L’art en haut débit !

Les chefs-d’œuvre des plus grands musées sont désormais à la portée de tous, gratuitement, à La Seyne. Ce début d’année, le musée numérique Micro-Folie ouvre ainsi ses portes aux scolaires à l’École des Beaux-arts (17bis rue Messine). L’accueil du public est quant à lui différé en raison de la crise sanitaire. 

« Plonger, avec la réalité virtuelle, au cœur des merveilleux chefs-d’œuvre que recèlent nos musées nationaux et en saisir toute la beauté grâce au haut débit, c’est ce que le musée numérique de la Micro-folie seynoise proposera à tous les enfants des écoles seynoises, et en particulier à ceux de nos quartiers prioritaires. » Madame le maire Nathalie Bicais se déclare d’autant plus « fière » de présenter ce « dispositif fabuleux », sachant que « La Seyne est la deuxième ville du Var (après Saint-Raphaël) à l’accueillir ».

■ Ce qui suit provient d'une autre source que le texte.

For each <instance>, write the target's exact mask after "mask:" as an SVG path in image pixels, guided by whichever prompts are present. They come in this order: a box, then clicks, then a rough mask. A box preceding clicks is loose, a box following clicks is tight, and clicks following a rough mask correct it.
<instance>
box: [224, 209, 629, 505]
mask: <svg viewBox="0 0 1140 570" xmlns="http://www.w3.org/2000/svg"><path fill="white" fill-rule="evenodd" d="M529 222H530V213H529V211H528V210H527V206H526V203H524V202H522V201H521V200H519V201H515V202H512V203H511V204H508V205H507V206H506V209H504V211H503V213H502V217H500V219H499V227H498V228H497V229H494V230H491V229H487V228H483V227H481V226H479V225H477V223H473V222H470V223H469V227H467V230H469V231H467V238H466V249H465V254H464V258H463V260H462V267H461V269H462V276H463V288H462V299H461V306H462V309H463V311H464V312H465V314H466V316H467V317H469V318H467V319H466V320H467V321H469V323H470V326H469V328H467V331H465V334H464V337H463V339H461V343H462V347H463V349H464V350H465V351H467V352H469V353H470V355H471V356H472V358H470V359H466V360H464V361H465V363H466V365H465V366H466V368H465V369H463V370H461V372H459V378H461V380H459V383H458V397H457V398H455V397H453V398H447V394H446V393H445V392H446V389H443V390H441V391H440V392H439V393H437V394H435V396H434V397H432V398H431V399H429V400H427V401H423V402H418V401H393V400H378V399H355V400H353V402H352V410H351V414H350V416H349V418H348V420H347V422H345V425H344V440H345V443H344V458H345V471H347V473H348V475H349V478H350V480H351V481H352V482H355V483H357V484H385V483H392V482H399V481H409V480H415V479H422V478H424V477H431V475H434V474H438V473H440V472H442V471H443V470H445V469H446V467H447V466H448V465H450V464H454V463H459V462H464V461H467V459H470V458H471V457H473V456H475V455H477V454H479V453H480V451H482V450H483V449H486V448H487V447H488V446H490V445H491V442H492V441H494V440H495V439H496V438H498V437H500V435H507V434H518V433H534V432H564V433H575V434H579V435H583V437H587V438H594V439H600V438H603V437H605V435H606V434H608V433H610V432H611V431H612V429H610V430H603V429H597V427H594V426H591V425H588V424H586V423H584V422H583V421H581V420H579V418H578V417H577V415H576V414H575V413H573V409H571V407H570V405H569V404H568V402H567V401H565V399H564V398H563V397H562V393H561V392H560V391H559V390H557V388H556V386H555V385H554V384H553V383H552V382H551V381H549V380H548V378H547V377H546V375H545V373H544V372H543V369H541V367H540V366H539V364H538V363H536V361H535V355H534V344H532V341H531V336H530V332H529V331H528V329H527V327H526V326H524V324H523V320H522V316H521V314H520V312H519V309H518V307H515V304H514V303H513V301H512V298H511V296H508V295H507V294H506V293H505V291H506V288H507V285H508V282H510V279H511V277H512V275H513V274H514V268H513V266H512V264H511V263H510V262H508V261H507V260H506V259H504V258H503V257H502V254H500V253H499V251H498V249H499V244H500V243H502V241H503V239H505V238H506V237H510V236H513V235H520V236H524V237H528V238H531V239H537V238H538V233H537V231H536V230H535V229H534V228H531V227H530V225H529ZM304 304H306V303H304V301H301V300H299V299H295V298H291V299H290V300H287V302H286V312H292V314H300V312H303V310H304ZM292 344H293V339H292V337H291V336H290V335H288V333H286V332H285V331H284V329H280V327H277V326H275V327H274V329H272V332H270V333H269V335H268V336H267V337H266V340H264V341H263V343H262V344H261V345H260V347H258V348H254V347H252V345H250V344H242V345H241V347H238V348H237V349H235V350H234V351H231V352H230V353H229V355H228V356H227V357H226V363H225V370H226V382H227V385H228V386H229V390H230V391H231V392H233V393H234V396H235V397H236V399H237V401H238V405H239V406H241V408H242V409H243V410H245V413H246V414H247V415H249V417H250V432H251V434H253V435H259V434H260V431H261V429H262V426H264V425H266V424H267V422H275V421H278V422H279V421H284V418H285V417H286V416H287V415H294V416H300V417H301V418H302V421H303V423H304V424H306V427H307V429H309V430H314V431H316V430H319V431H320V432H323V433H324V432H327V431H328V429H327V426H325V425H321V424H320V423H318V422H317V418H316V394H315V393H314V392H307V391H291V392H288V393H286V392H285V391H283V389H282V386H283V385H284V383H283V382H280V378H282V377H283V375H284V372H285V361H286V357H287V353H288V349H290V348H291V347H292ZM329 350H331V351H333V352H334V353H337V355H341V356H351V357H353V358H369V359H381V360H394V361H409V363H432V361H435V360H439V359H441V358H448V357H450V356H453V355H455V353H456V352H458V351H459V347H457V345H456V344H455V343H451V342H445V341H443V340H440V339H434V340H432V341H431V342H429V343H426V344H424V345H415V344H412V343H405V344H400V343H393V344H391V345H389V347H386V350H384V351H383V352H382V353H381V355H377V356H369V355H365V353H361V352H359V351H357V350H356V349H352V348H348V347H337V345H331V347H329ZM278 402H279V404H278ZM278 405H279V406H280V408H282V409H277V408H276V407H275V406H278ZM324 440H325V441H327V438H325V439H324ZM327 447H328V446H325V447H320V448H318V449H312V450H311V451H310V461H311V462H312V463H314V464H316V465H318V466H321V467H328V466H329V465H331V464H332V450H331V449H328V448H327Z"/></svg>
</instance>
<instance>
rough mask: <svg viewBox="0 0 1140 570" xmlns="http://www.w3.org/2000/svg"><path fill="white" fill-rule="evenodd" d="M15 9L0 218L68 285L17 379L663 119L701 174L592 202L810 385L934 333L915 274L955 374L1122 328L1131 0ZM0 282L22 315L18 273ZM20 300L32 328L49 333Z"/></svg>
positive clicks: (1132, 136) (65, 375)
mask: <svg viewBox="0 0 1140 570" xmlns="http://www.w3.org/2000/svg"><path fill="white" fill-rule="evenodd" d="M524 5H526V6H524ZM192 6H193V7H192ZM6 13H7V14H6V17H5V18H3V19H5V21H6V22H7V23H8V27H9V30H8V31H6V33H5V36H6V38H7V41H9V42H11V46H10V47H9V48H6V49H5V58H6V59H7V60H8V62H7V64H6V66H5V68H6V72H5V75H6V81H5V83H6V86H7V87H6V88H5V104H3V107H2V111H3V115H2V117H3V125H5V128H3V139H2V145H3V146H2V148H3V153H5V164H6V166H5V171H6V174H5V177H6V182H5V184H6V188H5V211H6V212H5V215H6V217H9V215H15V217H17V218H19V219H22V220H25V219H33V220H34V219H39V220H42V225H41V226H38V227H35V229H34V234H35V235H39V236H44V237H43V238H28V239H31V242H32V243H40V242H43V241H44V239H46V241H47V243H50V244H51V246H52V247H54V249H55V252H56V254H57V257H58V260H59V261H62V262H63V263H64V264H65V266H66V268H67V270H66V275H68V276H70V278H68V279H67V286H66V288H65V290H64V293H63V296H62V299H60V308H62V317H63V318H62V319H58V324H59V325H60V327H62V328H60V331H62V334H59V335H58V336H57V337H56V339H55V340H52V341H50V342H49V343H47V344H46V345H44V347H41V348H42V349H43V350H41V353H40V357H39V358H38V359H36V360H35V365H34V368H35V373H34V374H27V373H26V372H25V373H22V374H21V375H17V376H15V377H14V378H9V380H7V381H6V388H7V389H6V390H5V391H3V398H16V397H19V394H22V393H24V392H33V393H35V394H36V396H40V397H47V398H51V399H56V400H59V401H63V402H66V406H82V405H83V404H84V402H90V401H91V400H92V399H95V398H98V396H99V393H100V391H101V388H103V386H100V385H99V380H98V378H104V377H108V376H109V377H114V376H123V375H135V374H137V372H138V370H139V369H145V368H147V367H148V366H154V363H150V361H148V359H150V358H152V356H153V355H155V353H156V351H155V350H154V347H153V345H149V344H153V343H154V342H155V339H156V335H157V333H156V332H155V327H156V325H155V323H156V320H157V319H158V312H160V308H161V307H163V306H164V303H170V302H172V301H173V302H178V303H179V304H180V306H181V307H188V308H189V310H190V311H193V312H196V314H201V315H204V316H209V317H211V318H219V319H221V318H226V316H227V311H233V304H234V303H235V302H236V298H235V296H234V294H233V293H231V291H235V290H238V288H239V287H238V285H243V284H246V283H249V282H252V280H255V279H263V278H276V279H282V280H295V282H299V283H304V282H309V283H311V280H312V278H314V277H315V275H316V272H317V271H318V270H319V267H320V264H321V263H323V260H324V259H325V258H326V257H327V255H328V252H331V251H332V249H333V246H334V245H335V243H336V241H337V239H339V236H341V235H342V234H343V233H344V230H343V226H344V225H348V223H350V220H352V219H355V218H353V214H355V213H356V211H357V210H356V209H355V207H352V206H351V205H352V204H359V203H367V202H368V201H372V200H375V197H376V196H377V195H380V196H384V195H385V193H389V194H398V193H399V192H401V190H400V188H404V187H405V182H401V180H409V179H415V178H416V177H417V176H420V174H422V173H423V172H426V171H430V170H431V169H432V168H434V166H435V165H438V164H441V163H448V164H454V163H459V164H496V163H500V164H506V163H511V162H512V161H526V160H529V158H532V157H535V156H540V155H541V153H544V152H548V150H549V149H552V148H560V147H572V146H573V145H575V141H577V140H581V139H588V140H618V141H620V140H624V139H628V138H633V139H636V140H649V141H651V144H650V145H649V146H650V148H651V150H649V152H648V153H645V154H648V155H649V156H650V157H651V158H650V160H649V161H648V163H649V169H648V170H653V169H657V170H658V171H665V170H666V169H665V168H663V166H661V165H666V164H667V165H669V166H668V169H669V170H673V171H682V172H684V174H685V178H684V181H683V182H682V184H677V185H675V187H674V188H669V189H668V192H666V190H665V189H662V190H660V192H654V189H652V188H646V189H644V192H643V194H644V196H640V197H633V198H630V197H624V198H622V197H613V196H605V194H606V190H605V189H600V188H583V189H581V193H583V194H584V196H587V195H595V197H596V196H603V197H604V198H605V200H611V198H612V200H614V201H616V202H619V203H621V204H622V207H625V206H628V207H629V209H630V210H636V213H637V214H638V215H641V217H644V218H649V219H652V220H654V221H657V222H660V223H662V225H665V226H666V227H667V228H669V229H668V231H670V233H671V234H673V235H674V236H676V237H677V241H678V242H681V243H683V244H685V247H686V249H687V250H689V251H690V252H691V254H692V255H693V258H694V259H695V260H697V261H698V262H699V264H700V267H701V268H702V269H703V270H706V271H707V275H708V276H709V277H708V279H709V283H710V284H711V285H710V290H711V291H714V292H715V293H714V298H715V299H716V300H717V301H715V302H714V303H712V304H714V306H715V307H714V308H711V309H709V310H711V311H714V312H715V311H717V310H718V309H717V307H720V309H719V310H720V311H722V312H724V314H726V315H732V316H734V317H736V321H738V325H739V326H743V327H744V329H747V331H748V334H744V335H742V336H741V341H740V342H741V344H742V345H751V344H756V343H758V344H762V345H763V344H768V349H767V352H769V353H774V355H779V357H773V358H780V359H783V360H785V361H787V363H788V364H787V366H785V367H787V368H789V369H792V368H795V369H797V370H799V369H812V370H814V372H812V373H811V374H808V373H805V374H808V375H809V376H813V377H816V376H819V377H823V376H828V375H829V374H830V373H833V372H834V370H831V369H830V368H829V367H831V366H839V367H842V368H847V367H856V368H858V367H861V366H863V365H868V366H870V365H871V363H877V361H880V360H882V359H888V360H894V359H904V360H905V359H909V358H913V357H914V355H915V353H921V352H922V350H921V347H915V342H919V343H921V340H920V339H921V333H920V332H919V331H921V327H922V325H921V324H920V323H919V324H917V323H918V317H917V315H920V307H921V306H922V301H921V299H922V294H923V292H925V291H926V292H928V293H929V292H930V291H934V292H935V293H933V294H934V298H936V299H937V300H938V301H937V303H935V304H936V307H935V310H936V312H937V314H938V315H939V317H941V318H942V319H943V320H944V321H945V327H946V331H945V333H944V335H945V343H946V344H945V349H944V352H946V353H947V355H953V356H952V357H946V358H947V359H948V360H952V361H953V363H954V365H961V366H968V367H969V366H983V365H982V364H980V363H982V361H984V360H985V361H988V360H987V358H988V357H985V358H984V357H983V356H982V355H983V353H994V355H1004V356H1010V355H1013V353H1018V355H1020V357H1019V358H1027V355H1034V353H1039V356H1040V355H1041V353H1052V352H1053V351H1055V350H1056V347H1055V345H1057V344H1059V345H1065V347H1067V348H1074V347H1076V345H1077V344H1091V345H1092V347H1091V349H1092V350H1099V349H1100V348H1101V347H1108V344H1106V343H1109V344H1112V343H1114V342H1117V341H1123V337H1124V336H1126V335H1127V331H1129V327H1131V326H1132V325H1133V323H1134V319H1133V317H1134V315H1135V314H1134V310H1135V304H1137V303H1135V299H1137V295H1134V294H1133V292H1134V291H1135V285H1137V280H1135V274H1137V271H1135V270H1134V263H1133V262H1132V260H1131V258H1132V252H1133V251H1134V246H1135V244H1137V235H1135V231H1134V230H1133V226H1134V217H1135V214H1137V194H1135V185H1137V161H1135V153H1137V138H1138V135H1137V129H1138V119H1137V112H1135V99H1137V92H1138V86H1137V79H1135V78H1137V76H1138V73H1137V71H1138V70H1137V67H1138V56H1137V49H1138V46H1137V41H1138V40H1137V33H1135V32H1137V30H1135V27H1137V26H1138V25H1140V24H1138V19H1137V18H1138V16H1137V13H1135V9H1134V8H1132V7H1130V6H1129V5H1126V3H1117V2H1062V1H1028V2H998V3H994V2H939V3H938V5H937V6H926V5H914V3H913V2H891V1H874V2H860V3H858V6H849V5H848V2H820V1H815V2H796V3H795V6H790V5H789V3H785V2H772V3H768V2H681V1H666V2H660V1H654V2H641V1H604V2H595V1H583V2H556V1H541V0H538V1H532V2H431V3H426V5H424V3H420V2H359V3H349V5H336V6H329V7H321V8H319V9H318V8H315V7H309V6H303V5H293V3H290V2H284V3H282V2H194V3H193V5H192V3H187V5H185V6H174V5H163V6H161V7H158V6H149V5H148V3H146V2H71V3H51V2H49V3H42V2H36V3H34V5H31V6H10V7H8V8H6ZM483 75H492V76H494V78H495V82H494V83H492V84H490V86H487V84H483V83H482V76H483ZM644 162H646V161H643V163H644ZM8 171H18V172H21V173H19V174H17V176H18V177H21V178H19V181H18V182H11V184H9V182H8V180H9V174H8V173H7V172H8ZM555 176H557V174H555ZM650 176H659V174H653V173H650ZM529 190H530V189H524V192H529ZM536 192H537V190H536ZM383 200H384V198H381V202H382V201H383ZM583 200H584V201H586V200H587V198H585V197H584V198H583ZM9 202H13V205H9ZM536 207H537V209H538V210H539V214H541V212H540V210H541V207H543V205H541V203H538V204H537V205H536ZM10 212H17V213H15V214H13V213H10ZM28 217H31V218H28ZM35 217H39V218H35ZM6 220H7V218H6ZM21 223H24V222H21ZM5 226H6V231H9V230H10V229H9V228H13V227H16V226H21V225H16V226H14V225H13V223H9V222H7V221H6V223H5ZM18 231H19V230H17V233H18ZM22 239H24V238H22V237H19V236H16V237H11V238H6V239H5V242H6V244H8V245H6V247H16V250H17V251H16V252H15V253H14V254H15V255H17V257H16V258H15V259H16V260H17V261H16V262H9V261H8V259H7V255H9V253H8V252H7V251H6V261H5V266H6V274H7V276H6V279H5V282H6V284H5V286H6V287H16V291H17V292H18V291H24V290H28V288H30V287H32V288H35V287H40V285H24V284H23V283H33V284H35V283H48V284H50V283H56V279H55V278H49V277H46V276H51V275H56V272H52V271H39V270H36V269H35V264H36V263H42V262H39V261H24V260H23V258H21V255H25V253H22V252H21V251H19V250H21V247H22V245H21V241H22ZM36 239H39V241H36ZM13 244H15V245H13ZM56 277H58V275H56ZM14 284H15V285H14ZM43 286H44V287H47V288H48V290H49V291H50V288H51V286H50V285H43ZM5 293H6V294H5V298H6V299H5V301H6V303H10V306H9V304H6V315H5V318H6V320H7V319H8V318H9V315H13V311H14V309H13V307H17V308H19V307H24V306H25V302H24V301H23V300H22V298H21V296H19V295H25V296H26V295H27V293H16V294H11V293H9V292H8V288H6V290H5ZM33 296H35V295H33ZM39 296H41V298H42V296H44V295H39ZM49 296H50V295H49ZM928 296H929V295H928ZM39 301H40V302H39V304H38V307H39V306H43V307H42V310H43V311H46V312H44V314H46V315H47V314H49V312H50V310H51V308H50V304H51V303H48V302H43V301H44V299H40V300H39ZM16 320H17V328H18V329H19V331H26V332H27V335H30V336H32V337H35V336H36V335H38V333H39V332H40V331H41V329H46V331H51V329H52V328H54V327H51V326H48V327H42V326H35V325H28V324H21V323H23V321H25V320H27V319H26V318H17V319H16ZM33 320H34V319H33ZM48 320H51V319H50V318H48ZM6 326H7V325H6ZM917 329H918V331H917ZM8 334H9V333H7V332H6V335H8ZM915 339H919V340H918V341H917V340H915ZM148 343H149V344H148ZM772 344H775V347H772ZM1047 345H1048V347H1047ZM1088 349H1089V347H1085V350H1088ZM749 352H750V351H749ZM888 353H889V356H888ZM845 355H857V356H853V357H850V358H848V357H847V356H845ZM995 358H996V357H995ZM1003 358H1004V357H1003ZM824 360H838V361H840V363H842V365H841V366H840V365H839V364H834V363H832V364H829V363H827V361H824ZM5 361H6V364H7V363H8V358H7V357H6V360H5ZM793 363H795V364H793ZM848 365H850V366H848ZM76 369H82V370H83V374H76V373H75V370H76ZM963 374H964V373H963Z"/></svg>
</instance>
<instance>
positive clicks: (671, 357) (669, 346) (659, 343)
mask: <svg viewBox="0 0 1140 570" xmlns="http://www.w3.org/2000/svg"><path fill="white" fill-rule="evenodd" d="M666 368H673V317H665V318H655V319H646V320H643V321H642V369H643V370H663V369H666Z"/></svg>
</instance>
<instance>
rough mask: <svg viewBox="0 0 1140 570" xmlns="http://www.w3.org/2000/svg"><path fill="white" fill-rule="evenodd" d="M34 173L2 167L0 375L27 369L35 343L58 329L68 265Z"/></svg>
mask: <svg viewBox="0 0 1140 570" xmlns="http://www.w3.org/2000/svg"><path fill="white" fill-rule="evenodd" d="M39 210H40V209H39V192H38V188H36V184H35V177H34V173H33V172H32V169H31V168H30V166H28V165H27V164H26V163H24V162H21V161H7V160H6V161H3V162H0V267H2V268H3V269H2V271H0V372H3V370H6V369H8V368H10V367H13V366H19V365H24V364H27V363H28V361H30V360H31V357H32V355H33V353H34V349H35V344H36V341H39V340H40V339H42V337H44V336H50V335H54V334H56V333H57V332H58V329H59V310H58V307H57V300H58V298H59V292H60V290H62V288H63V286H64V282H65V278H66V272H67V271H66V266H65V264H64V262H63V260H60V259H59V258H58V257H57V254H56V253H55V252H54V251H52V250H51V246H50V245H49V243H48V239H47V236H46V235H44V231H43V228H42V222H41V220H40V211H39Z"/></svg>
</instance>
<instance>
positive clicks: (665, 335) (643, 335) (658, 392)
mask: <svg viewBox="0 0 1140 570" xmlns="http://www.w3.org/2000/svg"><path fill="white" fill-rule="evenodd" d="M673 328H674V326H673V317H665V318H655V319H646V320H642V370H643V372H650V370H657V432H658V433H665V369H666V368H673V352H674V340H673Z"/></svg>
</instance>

Le musée numérique Micro-folie a été inauguré le 11 décembre dernier en présence de la sous-préfète du Var, Audrey Graffault et de Michaël Petit, directeur technique Spectacle de la Grande halle de La Villette. Le parc culturel parisien coordonne en effet l’installation sur le territoire français de ce projet porté le Ministère de la culture. Et c’est grâce au label « Cités Éducatives »*, « un label d’excellence obtenu en 2019 », comme le rappelle l’adjoint délégué à la politique de la ville, Cheikh Mansour, que celui-ci a pu se concrétiser à La Seyne.

Les scolaires peuvent donc y être accueillis (dans le respect d’un strict protocole sanitaire) dès ce mois de janvier. Mais le grand public devra patienter encore un peu pour découvrir ce nouveau lieu de culture, compte tenu des contraintes liées au contexte épidémique.

Tout un champ culturel à explorer

« Le musée numérique est installé à l’école des Beaux-arts, en centre-ville, jusqu’à la fin de l’année 2021. Il sera ensuite déplacé tous les ans : d’abord au Nord, à la médiathèque Andrée-Chedid, puis au Sud, à la médiathèque du Clos Saint-Louis », précise l’adjoint délégué à la politique de la Ville.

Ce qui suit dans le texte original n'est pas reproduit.